I've been reading my old xanga entries, and wow, I used to write a lot. Granted, I was young and anguished as young people often are, but I was also creative, spontaneous, and funny. Where did that go? Whatever happened to the quirky dialogues I used to write for no particular characters? They may not have been brilliant, but they still draw laughs from me, egotistical as that may be.
It feels like my mind is one big empty space where it used to overflow with people and places and ideas. I was always writing, always daydreaming, always somewhere else. Now all I think about it knitting, because it keeps me away from the dark places in my head, because it keeps me from crying.
I want to cry, desperately. Every minute that I let my thoughts go, they invariably return to that cold little body that I didn't get to hold for long enough. My beautiful, broken boy. I'm sad and angry and ashamed. It's just a stillbirth, right? Get over it and have another baby.
I don't want another baby, I want Gabriel. I want the son I felt moving inside me for all those months. He was so alive, so active, so . . . real.
I keep coming back to that word. He was so real. I had to stop myself several times in the hospital from saying, "He looks so real, he's like a real baby, he feels so real." Like I was holding a doll. It, the situation that is, didn't feel real to me. This wasn't a baby, it was a body. Of course it's my baby, look, he has my hair, my chin, my nose. Look at how big his feet are, no wonder those kicks were so strong. But . . . he wasn't quite real. There was no soul in that body. Whatever it was that was Gabriel was gone already, had been gone for three days, if not more. All that was left was a shell, a corpse.
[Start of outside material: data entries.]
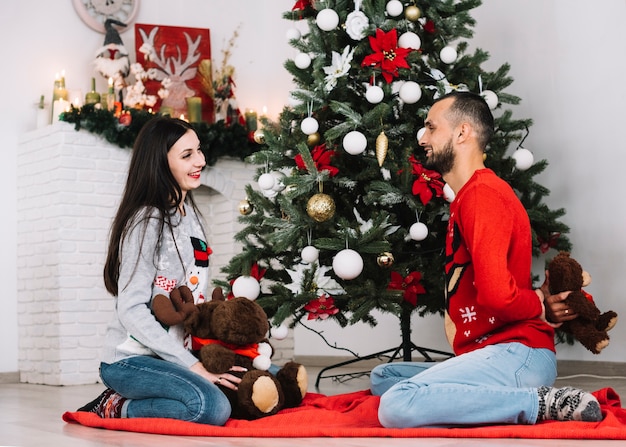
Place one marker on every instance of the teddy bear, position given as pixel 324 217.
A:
pixel 231 332
pixel 590 327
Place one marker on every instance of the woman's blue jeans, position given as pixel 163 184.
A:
pixel 157 388
pixel 493 385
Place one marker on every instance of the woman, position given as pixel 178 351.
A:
pixel 156 239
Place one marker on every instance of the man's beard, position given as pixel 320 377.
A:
pixel 443 161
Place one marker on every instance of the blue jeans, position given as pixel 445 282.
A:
pixel 157 388
pixel 493 385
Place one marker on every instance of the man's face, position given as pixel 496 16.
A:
pixel 437 139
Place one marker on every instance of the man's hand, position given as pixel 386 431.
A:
pixel 555 311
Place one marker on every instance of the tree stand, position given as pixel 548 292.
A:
pixel 406 348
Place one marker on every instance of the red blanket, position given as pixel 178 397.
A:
pixel 355 415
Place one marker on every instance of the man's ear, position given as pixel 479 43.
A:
pixel 465 131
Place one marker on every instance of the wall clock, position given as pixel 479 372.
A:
pixel 95 12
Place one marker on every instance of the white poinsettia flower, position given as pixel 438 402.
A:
pixel 442 82
pixel 324 284
pixel 356 25
pixel 339 67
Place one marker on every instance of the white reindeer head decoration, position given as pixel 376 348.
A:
pixel 174 70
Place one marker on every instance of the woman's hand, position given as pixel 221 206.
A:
pixel 225 379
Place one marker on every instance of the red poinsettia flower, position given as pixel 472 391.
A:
pixel 411 286
pixel 427 184
pixel 321 157
pixel 301 4
pixel 387 55
pixel 321 308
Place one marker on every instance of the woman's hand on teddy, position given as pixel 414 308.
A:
pixel 225 379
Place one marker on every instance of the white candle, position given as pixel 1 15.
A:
pixel 59 106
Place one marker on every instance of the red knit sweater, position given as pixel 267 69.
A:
pixel 488 268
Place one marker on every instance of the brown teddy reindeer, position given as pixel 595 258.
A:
pixel 591 326
pixel 227 333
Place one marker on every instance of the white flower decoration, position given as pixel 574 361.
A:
pixel 356 25
pixel 339 67
pixel 442 82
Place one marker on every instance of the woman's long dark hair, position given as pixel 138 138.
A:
pixel 150 184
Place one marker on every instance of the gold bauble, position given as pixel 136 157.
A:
pixel 245 207
pixel 382 145
pixel 259 136
pixel 320 207
pixel 412 13
pixel 385 259
pixel 313 139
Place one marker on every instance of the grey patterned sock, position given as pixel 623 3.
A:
pixel 567 404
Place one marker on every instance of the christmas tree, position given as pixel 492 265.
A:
pixel 344 219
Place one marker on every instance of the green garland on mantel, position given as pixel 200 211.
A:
pixel 217 140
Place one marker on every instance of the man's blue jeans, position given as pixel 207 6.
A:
pixel 157 388
pixel 493 385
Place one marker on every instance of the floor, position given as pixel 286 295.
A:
pixel 30 415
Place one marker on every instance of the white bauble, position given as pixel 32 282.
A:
pixel 410 92
pixel 293 33
pixel 374 94
pixel 302 60
pixel 265 349
pixel 327 19
pixel 418 231
pixel 310 254
pixel 347 264
pixel 523 159
pixel 266 181
pixel 410 40
pixel 448 193
pixel 309 125
pixel 447 55
pixel 490 98
pixel 420 134
pixel 394 8
pixel 246 286
pixel 354 142
pixel 279 332
pixel 279 181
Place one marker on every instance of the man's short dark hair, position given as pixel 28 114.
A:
pixel 468 106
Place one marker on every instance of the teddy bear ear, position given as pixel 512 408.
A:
pixel 218 294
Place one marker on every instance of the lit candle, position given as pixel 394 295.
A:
pixel 111 96
pixel 251 120
pixel 76 96
pixel 194 109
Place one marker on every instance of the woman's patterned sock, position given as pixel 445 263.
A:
pixel 106 405
pixel 567 404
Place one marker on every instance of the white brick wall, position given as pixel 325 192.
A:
pixel 69 184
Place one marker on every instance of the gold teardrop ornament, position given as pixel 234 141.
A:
pixel 382 144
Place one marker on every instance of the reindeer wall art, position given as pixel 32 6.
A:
pixel 172 55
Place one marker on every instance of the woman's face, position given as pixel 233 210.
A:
pixel 186 161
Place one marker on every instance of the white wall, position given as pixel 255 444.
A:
pixel 567 66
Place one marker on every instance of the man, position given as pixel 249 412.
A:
pixel 505 361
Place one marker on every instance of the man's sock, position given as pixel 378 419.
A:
pixel 567 404
pixel 106 405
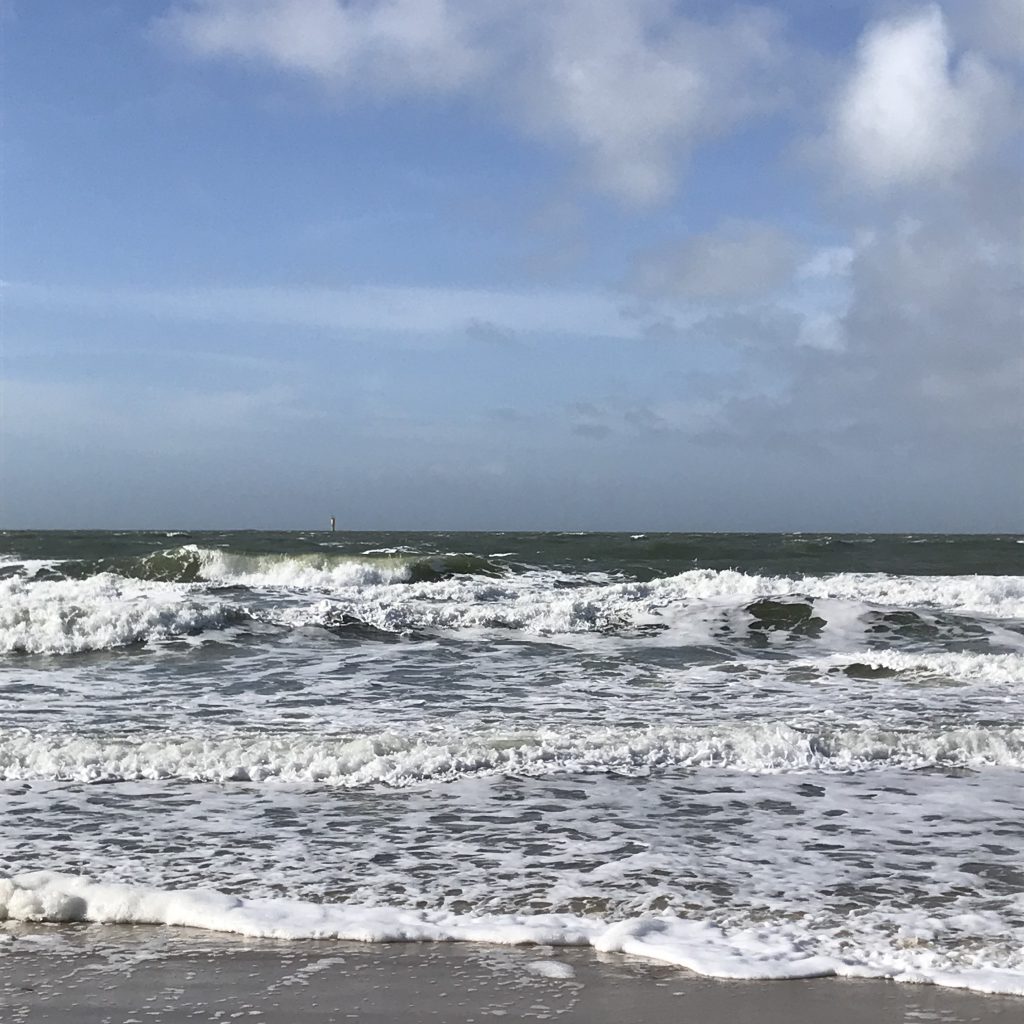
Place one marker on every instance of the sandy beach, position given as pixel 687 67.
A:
pixel 90 975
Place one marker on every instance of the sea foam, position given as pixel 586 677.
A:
pixel 766 952
pixel 69 615
pixel 401 759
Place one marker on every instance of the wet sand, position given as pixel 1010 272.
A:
pixel 88 975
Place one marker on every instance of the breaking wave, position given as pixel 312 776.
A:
pixel 772 950
pixel 312 570
pixel 72 615
pixel 397 759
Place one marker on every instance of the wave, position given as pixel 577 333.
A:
pixel 399 759
pixel 536 603
pixel 323 570
pixel 459 592
pixel 104 611
pixel 773 950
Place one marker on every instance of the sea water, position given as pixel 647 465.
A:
pixel 753 756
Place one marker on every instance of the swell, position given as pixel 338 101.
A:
pixel 67 615
pixel 402 759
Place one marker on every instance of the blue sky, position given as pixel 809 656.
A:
pixel 631 264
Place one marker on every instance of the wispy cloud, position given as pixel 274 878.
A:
pixel 451 312
pixel 628 86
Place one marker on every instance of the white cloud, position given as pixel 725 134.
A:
pixel 421 312
pixel 737 260
pixel 910 114
pixel 628 86
pixel 993 26
pixel 387 46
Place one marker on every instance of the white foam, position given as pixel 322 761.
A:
pixel 309 571
pixel 68 615
pixel 400 759
pixel 556 970
pixel 530 602
pixel 767 952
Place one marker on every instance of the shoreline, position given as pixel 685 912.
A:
pixel 93 974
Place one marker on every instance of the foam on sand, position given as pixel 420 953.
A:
pixel 749 953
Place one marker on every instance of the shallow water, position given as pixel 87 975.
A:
pixel 758 756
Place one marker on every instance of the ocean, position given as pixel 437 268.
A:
pixel 754 756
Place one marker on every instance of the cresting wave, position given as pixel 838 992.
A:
pixel 396 759
pixel 782 950
pixel 71 615
pixel 105 610
pixel 322 570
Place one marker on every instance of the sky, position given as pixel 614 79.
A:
pixel 512 264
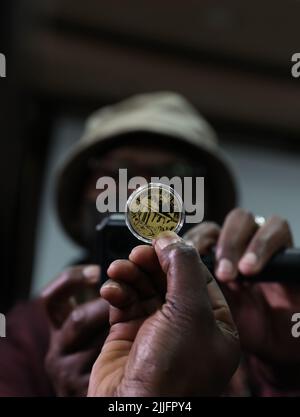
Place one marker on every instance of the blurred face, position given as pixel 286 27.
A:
pixel 144 161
And we all smiled through our tears and pretended like he was real, like I was holding something more than a dead body. And I talked to it, and cuddled it, and kissed it, and where was he? In Heaven, of course, but was he watching? If there are no tears in Heaven, what did he feel, what did he think when he watched his mother sobbing over a piece of meat?
What does he think now, when I still can't stop crying when I think about him, even though he's in the most wonderful place, in the Presence of God, and I selfishly want him back on earth where there is all this pain and suffering, fear and hatred, and . . .
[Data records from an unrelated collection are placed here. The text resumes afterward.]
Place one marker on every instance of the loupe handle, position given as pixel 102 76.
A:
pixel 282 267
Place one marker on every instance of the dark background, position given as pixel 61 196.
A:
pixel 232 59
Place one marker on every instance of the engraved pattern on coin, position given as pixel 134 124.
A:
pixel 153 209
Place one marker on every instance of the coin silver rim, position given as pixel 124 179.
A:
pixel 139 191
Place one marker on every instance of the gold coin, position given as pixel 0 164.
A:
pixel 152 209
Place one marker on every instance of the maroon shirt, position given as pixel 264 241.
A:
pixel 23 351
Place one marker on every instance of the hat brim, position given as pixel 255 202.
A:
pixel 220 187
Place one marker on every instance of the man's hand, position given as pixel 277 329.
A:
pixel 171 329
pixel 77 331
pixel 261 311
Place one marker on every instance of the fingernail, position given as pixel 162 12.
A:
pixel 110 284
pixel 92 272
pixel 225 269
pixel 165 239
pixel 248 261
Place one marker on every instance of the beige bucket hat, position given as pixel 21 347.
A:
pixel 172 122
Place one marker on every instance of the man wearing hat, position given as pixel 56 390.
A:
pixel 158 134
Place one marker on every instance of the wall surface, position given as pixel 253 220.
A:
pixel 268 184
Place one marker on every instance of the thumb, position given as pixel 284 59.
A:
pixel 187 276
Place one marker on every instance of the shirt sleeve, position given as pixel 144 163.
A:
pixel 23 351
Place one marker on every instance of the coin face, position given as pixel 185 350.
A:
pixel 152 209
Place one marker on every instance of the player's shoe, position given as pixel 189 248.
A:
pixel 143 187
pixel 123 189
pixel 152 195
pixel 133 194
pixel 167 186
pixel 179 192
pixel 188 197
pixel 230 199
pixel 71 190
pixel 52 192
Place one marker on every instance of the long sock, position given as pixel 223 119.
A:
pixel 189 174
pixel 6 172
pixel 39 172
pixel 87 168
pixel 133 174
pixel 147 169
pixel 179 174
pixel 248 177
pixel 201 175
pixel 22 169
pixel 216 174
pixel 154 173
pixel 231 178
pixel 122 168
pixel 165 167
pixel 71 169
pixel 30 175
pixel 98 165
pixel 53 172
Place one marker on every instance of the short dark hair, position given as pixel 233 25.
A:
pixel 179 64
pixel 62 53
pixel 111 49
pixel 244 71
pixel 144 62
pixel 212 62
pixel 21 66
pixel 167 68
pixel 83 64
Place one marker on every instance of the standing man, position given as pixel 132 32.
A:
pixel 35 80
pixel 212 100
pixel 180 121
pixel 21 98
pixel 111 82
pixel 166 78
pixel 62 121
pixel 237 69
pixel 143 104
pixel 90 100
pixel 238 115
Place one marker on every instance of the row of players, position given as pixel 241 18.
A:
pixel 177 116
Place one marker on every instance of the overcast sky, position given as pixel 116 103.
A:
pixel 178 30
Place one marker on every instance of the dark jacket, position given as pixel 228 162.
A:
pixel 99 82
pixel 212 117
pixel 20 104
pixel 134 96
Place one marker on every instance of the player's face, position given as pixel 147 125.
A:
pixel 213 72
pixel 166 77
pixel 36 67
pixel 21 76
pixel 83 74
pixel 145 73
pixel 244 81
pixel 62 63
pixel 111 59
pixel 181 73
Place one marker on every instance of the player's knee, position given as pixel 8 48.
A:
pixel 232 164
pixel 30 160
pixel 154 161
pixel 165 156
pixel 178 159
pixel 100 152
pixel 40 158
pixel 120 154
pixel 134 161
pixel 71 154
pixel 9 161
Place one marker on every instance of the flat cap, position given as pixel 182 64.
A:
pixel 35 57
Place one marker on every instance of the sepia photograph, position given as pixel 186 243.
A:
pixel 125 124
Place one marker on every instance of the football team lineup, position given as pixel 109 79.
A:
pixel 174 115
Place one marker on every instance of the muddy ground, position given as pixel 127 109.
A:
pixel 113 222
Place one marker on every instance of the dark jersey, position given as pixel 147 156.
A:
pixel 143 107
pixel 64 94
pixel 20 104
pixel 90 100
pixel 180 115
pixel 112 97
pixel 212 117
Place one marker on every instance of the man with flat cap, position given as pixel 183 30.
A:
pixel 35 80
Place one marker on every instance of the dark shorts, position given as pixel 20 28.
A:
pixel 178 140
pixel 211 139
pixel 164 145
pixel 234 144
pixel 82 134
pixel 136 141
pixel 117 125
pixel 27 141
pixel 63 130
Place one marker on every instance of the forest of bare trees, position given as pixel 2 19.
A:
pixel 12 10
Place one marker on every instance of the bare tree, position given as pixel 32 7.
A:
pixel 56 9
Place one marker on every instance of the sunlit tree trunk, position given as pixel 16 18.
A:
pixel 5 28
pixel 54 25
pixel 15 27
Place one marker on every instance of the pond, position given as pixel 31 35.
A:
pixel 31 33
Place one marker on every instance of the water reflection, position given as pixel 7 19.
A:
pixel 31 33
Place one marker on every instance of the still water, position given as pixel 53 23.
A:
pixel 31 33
Are there kittens in Heaven? Does Gabriel understand the joy of kittens? Are there trees? Is there ice cream?
I'm torn between Heaven and earth, and I don't know how to move.
I don't want to move. Every day, every minute, I'm moving farther and farther from the time when he was alive. I have to, because I'm human, and I'm mortal, and I'm subject to Time.
Someday, I will have to do this all again. As everyone so helpfully reminds me, I'm very young. I have a good ten or more years of healthy childbearing ahead of me. I'm in love with my husband, and such love bears fruit. I'll get pregnant again, and somehow I have to bear up through it to the end without succumbing to a fearful paralysis of losing another baby. And when that curse is broken, what next?
I'll just do the best I can, and miss him always.